Unleashing AI Power with Google Cloud Run GPU and NVIDIA L4

Published On Mon Jun 09 2025

Introduction to Google Cloud Run GPU

Google Cloud has recently announced the launch of its Cloud Run GPU service. This service allows users to leverage the power of NVIDIA L4 GPUs within a cloud-native environment. It is specifically designed for AI computation, inference, and training workloads.

Key Features of Cloud Run GPU

The Cloud Run GPU service offers seamless auto-scaling and flexible deployment capabilities. One notable feature is that users do not need to predefine GPU configurations. The system dynamically allocates GPU resources based on computational demands, preventing idle resource wastage and unnecessary costs. This flexibility enhances deployment agility and simplifies operational management through automation.
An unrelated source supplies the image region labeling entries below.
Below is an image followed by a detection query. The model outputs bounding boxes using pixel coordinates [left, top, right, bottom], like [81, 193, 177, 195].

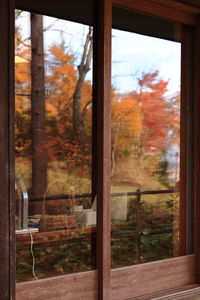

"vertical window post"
[0, 0, 15, 300]
[94, 0, 112, 300]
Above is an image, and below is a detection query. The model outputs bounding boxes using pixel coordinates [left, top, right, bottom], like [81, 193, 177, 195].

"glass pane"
[111, 29, 181, 268]
[15, 11, 96, 282]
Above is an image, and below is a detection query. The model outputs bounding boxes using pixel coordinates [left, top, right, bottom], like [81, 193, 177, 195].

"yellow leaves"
[46, 103, 57, 116]
[112, 98, 142, 137]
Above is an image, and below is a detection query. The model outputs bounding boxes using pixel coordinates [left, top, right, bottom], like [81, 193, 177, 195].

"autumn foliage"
[16, 29, 180, 190]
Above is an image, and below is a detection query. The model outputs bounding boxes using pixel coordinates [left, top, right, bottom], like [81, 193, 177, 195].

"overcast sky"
[16, 13, 181, 94]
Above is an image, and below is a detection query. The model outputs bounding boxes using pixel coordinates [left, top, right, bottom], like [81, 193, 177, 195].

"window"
[0, 0, 200, 300]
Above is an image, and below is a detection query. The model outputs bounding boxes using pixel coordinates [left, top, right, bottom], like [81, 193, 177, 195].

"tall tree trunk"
[72, 27, 93, 148]
[31, 13, 47, 203]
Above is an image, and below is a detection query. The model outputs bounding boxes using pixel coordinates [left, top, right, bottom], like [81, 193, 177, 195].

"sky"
[18, 13, 181, 95]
Supercharging AI Video and AI Inference Performance with NVIDIA L4 GPU

Billing Model and Performance

Users of the Cloud Run GPU service benefit from a per-second billing model. Charges cease when the GPUs are not in use. Additionally, the GPUs and drivers can initialize from a cold start in approximately five seconds. For example, when performing inference with the Gemma 3 model, which comprises 4 billion parameters, the time from cold start to generating the first token is roughly 19 seconds, showcasing the platform's rapid startup efficiency.

Integration and Reliability

Cloud Run GPU seamlessly integrates with applications, allowing GPU acceleration to be enabled through embedded commands or toggles in the application service console. Google Cloud highlights the service's operational reliability due to its elastic architecture. Users and enterprises can deploy across multiple regions based on business needs and can disable zonal redundancy to optimize compute resource allocation.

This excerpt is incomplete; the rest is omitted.